After the final New Year’s bash, the Richardsons moved out of the old mansion into the new house Luke had built by the lake. Then following the instructions of his great-great-grandfather’s will, Luke turned it into the West Gull R&R, a monumental sarcophagus for the living where those who once danced became paying guests, music provided by an orchestra of pocked leathery lungs wheezing towards the millennium
accompanied by a chorus of drug-induced gurgles, moans and muffled cries from dreams of long-ago childhoods, memory buried deep in hairless skulls, mutating cells, dreams of nights when the forest held them and their skins were young and the cries they made were not desperate calls to a mouldy time now disintegrating in the soft cheese of their decaying brains, but cries and prayers to the gods of summer and desire.

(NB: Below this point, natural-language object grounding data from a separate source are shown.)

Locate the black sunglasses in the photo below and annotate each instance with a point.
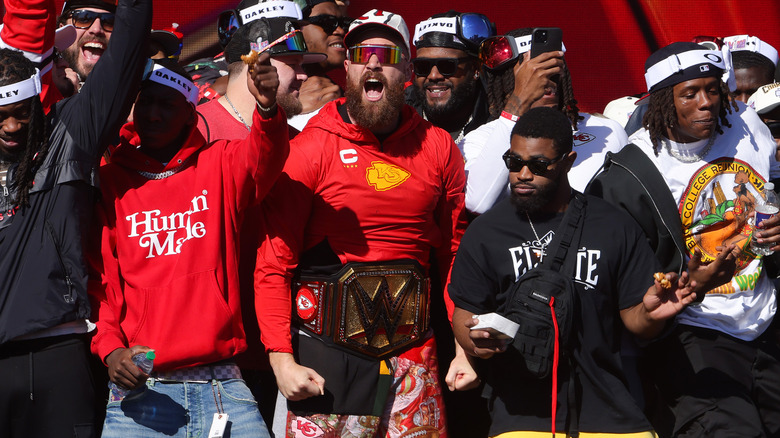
(329, 23)
(774, 128)
(446, 66)
(537, 166)
(83, 19)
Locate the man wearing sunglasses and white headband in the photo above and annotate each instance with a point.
(166, 274)
(94, 23)
(230, 116)
(691, 178)
(766, 102)
(48, 167)
(446, 89)
(520, 83)
(369, 190)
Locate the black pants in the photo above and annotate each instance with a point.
(47, 388)
(718, 386)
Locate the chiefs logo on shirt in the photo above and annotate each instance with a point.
(382, 176)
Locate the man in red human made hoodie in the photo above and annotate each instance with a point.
(167, 276)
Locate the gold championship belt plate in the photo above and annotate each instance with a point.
(373, 309)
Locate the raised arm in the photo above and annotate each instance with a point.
(28, 26)
(93, 117)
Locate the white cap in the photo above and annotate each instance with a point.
(376, 17)
(620, 109)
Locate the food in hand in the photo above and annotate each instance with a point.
(661, 279)
(250, 58)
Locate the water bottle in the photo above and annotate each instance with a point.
(144, 361)
(765, 208)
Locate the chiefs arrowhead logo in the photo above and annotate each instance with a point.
(306, 304)
(382, 176)
(581, 138)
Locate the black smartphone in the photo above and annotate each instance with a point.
(546, 39)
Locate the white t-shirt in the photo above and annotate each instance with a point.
(487, 177)
(715, 198)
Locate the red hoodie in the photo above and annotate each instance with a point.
(168, 248)
(372, 201)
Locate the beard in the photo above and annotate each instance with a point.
(374, 115)
(532, 204)
(290, 104)
(461, 97)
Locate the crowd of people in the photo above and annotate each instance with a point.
(320, 232)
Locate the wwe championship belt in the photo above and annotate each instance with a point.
(372, 309)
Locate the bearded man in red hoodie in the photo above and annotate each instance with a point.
(167, 264)
(369, 192)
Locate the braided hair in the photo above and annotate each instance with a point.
(14, 67)
(499, 85)
(661, 113)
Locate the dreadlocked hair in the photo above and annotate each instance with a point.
(14, 67)
(499, 85)
(661, 113)
(566, 101)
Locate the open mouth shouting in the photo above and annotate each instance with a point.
(438, 91)
(91, 51)
(374, 87)
(337, 44)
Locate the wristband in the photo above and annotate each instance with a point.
(509, 116)
(264, 109)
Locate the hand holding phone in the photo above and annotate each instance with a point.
(546, 39)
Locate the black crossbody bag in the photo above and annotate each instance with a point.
(543, 302)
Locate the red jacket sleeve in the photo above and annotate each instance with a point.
(105, 292)
(286, 211)
(451, 215)
(254, 163)
(28, 26)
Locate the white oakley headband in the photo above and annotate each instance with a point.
(753, 44)
(271, 9)
(443, 24)
(665, 68)
(166, 77)
(22, 90)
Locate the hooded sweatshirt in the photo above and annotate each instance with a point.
(168, 251)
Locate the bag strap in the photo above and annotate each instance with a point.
(569, 231)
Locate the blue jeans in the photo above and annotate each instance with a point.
(184, 409)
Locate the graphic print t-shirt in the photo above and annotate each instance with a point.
(613, 271)
(716, 198)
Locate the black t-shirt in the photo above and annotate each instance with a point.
(614, 269)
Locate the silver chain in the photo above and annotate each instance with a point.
(238, 114)
(534, 230)
(694, 157)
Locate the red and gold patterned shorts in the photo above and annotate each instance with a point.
(414, 409)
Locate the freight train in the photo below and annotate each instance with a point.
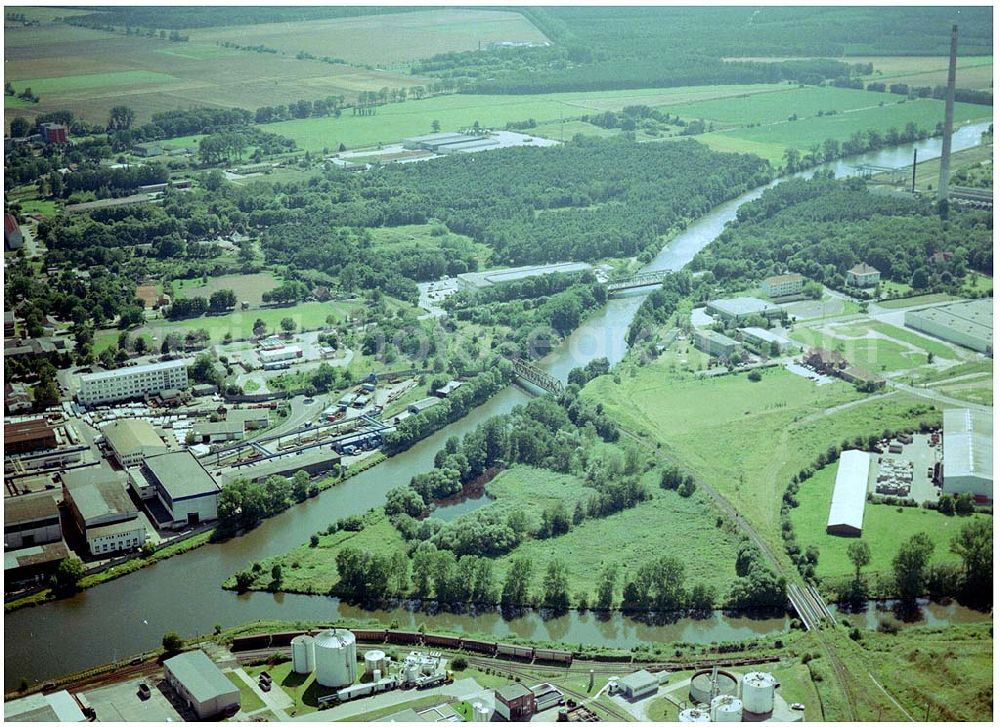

Two of those lungs belonged to William McKelvey. Back from his big splash, the very picture of self-satisfaction and serenity, McKelvey sat on the porch of the West Gull R&R smoking a cigarette and staring into his newspaper. Everything on the street seemed frozen in place: the crystal sky, the massed leaves, the big mansions with their yellowing sheers tied open to the afternoon sun. As Carl approached, McKelvey struggled to his feet and started to speak before interrupting himself to cough. His hand rose to his mouth, the back thick with brown stains.
You are old, Father William
. “How’s the boy?”
“Not bad,” Carl said. “How are you?”
For an answer McKelvey spread out his arms so he could be inspected, then indicated that Carl should sit down in the chair beside him. “So. You’re back.”
“I’m back.”
“Visit the kid?”
“Saw her this morning. She’s grown. She says she comes to see you.”
“Christine brings her.”
Christine
. Once he’d called about Lizzie and she’d had to call him back. An hour later someone had shouted out to him, “Hey Carl, there’s a
Christine
on the phone for you.” And his heart had started to race as though it were ten years before and
Chrissy was going to talk in that hoarse little whisper she had when they were arranging to spend the night catting.
“How long you staying?”
“For a while,” Carl said. “Luke Richardson rented me the old Balfer place.”
“What about the old McKelvey place?” his father said. “He’s got his sign out front. Made me want to puke. They covered it in metal and now it looks like a white cookie tin waiting to be squashed.”